Somerset Maugham’s 1926 comedy is brought to sparkling life in Jaz Davison’s lively production.  It tells the story of Constance, the titular wife, whose husband has been having a long-standing affair with one of her best friends.  Everyone around Constance strives to hide the ugly truth from her but, it turns out, she has known all along.  Constance is nobody’s fool.  Red faces all around.  But it is what happens next that takes this comedy of manners into Ibsen territory.  More assured than Ibsen’s Nora, Maugham’s Constance not only turns the tables on her unfaithful spouse but carves out a niche for herself, claiming that the economic independence she has earned for herself is the key to opening up the rest of her life.  She is no more bound to her husband by financial need than she is to convention and, some might say, propriety.

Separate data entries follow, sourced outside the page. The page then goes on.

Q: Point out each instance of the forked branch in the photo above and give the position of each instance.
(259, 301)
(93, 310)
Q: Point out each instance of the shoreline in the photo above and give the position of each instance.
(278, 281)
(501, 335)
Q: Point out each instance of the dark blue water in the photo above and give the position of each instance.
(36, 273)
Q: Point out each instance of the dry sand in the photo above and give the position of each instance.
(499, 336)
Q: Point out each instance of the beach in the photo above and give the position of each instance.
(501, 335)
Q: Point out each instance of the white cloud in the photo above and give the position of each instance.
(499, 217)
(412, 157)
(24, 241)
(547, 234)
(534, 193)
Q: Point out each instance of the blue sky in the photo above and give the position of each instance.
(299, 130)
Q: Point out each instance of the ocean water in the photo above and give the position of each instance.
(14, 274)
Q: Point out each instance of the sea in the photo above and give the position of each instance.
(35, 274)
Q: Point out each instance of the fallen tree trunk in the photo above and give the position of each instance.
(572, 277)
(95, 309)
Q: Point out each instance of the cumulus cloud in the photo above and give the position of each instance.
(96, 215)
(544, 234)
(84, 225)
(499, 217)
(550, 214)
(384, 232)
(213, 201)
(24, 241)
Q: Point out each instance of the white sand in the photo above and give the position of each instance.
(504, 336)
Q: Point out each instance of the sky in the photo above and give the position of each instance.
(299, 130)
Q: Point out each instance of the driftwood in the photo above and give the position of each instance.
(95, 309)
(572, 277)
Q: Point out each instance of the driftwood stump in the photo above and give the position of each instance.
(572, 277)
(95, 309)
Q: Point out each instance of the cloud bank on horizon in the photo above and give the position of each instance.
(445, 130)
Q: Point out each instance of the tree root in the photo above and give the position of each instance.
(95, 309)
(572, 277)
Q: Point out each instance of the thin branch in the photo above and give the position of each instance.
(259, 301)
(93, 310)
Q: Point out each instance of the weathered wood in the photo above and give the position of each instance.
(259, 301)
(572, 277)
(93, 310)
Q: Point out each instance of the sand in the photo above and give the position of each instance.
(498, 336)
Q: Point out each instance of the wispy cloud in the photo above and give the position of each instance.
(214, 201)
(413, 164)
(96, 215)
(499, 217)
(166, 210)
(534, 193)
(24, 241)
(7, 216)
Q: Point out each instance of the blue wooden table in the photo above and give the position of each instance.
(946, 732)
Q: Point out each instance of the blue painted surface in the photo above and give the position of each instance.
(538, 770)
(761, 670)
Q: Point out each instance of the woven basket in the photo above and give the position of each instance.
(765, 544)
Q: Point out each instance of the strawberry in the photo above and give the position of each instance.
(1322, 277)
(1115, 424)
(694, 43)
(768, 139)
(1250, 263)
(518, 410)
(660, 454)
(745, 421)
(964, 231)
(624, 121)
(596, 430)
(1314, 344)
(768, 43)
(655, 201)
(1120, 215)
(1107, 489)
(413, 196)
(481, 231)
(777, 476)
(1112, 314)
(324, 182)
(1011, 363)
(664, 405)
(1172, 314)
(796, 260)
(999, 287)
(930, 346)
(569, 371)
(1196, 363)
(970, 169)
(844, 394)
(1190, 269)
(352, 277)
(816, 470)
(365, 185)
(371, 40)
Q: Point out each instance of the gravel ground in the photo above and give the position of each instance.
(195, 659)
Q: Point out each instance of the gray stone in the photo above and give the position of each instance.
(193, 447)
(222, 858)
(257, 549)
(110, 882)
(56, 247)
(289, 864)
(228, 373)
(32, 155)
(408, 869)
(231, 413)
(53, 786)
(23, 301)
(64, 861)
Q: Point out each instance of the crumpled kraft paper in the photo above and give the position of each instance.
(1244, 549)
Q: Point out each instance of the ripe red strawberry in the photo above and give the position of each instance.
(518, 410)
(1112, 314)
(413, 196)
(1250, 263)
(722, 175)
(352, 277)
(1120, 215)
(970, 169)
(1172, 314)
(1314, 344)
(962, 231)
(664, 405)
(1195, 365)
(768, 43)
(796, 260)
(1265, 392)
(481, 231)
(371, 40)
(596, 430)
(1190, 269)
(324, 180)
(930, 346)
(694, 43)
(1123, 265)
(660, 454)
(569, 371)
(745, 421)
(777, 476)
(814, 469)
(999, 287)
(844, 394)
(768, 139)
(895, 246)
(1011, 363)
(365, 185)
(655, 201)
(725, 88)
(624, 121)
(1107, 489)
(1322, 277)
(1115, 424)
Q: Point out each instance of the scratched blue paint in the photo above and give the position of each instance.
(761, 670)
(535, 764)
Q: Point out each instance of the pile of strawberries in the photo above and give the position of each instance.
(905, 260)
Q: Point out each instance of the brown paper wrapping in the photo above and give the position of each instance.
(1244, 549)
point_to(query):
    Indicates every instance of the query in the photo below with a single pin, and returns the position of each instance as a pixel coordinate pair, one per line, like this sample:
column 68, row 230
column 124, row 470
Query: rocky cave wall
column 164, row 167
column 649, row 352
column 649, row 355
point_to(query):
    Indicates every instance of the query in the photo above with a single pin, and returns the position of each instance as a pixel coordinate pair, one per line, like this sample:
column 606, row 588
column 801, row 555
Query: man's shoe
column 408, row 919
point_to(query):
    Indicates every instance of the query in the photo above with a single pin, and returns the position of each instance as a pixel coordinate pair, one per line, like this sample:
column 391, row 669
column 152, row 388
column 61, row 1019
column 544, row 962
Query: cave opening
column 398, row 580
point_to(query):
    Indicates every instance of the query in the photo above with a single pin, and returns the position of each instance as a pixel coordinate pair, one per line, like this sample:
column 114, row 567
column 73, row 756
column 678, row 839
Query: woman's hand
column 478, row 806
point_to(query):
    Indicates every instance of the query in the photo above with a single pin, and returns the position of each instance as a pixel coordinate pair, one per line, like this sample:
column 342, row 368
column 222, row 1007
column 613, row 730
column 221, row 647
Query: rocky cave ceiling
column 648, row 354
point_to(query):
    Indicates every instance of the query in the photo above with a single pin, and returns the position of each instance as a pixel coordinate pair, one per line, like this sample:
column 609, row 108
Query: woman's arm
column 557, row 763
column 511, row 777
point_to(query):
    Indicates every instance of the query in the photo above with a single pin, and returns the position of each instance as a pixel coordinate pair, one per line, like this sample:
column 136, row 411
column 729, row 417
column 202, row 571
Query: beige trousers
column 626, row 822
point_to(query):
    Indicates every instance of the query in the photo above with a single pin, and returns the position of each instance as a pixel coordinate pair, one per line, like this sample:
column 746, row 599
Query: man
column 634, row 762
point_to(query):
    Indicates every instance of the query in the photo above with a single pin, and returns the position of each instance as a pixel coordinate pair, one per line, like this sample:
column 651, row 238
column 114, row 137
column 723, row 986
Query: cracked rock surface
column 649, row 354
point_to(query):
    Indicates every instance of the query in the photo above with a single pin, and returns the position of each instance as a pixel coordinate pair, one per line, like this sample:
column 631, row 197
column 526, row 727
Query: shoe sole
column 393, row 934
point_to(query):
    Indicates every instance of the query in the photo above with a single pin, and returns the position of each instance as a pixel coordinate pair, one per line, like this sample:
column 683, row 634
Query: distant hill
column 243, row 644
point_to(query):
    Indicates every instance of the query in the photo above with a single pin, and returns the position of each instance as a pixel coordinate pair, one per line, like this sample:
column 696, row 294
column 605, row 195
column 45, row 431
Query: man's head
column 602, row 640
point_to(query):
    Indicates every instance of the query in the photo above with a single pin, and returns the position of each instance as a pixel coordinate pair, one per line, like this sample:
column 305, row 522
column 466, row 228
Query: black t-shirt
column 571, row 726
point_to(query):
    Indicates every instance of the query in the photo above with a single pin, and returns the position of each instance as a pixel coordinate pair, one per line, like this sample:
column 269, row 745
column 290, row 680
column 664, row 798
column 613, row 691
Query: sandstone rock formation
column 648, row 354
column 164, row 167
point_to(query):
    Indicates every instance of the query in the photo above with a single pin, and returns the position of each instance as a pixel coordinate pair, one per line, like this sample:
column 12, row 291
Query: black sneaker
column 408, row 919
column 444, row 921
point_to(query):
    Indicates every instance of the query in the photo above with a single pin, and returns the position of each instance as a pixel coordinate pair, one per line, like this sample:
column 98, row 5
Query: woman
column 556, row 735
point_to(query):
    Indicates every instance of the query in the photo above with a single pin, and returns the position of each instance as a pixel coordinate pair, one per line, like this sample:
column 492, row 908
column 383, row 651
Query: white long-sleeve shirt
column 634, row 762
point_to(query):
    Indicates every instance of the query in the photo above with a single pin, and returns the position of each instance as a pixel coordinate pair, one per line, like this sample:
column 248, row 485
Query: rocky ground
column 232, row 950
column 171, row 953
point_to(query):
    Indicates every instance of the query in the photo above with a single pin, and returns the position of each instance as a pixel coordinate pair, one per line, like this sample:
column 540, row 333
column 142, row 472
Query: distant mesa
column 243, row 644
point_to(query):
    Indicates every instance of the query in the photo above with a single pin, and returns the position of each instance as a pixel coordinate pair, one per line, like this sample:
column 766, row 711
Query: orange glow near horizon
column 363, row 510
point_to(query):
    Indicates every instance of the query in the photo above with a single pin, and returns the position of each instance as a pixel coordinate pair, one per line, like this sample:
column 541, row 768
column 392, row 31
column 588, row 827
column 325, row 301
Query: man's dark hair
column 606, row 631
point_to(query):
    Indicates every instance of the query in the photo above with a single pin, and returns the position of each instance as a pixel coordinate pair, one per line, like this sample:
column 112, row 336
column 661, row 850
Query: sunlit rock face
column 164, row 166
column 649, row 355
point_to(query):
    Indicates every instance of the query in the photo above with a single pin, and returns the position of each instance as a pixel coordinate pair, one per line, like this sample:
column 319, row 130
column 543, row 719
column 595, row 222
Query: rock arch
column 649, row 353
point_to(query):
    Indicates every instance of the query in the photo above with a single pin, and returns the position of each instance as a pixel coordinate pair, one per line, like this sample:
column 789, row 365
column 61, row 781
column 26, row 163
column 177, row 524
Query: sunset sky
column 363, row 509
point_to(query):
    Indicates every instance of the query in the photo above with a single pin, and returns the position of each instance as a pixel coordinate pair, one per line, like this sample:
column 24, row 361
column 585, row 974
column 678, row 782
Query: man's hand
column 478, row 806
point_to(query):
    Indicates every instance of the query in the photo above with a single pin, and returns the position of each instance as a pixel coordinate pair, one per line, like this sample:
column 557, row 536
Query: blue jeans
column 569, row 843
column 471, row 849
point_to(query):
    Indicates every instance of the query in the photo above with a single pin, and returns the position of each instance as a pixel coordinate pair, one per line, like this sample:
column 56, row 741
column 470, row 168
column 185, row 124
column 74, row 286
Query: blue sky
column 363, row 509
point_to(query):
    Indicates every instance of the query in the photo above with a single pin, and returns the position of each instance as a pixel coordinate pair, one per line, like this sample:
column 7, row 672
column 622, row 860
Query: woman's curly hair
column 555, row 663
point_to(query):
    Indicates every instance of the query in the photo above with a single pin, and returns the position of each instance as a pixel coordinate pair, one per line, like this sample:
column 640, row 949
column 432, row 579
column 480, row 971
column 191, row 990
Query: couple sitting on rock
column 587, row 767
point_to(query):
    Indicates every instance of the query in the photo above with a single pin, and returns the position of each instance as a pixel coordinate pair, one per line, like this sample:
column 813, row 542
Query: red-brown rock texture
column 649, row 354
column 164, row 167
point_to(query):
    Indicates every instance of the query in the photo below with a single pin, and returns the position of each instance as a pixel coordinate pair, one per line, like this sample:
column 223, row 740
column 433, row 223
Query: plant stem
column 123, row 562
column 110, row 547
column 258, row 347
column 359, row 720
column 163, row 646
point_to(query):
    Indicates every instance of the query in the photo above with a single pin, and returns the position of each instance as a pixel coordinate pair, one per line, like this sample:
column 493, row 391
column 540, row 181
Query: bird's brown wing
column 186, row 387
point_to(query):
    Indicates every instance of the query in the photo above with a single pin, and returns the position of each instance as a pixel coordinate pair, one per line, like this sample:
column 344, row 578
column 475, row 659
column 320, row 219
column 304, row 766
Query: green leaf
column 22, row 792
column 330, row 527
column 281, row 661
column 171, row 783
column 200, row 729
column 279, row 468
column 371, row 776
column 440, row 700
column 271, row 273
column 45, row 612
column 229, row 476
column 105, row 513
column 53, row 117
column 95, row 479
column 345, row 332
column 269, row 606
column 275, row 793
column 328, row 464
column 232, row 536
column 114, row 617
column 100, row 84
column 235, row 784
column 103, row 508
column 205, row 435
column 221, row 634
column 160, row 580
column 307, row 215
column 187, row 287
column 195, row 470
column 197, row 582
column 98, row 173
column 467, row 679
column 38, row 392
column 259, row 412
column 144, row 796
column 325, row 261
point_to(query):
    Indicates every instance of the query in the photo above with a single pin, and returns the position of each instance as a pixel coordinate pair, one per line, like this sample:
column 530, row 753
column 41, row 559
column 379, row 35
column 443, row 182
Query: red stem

It’s a great-looking production, played in-the-round in the theatre’s Ron Barber Studio with a detailed but unfussy set designed by James Rowland, and a parade of 1920s fashions from costume designer Stewart Snape.  The women are especially well-dressed with fur stoles draped over their shoulders like roadkill – reminders that the play has become a period piece, and that some aspects of society have changed considerably since it first opened.

As Constance, Liz Plumpton cuts an elegant figure.  At first she is a little too imperious and not playful enough but she warms up and becomes delightful, her delivery matching the wit of her dialogue.   The characters fire off Widean epigrams like champagne corks – some of the cast handle this mannered way of speaking with great ease.  Particularly impressive is Jo Hill as Barbara, and Danielle Spittle’s Martha improves as the action unfolds.  Plumpton is ably supported by Roger Saunders as old suitor Bernard and Kate Campbell as treacherous Marie-Louise, but it is her moments with husband John that really stand out.  Colin Simmonds’s performance is a delight from start to finish as the smarmy philanderer in a beautifully detailed and executed characterisation.  And very, very funny.

Jaz Davison’s direction has some stylish touches (like the use of butler James Smith for the transitions) but a little lighter handling of the earlier moments would get the performance fizzing along from the get-go.  It’s a soufflé on which the oven door has been opened too soon, but the cast rally and aerate the confection as soon as they settle in.  From that point on The Constant Wife becomes consistently funny.